Granillo dejó claro que reintegrar recursos no significa automáticamente que haya existido un subejercicio. Correcto. Pero políticamente el contraste resulta inevitable.
Porque pedir más recursos mientras se devuelve parte de los que ya llegaron tampoco ayuda demasiado al argumento.
Roberto Lara Rocha decidió responder públicamente a Santiago de la Peña luego de que el secretario general de Gobierno señalara que en las últimas semanas había arreciado una guerra sucia en su contra y se refiriera a un exfuncionario cesado por presuntos problemas de corrupción.
Lara asumió que los señalamientos eran hacia él y, mediante una carta abierta, le pidió a De la Peña que no le mandara recados a través de columnas periodísticas y que, cuando tuviera algo que decirle, se lo dijera de frente.

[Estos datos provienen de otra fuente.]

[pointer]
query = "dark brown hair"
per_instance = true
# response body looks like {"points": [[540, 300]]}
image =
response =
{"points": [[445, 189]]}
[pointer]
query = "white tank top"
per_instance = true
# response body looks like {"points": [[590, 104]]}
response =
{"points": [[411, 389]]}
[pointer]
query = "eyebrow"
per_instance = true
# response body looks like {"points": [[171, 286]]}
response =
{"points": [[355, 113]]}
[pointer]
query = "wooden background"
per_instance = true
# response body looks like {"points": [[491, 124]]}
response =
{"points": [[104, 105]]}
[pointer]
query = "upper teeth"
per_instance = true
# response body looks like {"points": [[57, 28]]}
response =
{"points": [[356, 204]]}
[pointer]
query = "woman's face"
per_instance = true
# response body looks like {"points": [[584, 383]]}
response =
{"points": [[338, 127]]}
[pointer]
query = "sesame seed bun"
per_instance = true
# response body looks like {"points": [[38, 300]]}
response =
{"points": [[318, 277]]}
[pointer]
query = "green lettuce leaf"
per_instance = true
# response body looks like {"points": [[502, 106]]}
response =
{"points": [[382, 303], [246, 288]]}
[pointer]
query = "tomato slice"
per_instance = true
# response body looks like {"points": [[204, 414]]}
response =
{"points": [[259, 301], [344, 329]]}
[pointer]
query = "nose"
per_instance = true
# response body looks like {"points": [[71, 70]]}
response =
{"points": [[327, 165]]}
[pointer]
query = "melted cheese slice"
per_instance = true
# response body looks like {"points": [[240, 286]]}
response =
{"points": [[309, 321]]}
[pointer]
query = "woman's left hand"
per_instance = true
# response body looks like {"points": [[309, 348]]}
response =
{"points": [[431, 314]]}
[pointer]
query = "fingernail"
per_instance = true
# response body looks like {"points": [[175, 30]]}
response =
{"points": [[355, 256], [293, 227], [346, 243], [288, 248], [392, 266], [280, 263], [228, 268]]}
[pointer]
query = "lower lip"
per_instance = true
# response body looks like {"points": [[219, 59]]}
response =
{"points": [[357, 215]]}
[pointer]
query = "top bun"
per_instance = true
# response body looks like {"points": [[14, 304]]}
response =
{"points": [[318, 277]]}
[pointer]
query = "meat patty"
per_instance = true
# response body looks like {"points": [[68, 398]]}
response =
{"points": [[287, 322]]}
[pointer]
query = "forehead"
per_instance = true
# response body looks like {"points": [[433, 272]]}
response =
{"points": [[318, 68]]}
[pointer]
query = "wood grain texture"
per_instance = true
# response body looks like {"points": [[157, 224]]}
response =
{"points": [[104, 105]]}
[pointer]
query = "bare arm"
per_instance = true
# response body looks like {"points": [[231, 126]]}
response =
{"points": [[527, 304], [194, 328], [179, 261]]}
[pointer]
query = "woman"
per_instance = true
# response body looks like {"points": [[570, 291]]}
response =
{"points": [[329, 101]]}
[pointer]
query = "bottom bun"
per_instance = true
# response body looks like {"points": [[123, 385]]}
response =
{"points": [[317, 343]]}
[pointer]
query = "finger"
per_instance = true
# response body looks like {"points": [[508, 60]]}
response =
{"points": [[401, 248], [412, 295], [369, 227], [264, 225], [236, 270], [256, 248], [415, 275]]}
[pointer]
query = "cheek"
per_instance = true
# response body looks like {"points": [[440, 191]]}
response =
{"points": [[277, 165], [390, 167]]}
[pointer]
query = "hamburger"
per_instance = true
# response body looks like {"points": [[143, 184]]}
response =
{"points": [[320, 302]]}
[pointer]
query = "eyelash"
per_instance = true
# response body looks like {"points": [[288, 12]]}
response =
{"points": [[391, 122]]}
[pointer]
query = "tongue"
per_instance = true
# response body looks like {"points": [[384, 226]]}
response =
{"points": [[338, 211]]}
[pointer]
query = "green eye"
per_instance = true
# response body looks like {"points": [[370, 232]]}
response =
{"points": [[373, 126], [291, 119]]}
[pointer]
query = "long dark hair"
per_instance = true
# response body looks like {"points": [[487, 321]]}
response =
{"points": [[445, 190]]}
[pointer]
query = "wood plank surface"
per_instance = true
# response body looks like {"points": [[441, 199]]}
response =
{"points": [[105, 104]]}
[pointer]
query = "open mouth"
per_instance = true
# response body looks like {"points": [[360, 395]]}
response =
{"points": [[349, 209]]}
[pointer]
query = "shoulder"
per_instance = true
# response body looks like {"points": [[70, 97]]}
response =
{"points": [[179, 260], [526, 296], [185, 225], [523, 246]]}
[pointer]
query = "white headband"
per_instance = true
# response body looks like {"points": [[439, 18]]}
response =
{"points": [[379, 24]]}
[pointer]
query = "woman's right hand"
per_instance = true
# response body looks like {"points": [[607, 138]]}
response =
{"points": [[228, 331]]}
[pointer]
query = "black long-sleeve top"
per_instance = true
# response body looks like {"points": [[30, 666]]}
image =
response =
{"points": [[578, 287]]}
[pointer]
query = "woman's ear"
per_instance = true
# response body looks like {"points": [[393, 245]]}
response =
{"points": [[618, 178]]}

El militante panista también acusó al funcionario estatal de utilizar el poder y los recursos a su alcance para presionar dentro de Acción Nacional, además de cuestionar que continúe al frente de la Secretaría General de Gobierno mientras se desarrolla la disputa interna por la candidatura a la Presidencia Municipal de Chihuahua.
Pero el mensaje político de Lara fue todavía más directo al dirigirse a sus compañeros panistas. Aseguró que “la candidatura de De la Peña no ha prendido”, que no genera simpatía ni cercanía con la gente y llamó a los militantes a defender su libertad para elegir.
Además, retó públicamente a De la Peña a sostener un debate para hablar sobre sus respectivas trayectorias políticas.
Así que Lara no está buscando una candidatura en esta pelea. Está haciendo algo más sencillo y, quizá por eso, más incómodo para De la Peña. Le está respondiendo públicamente a los señalamientos que el propio secretario de Gobierno hizo en su contra.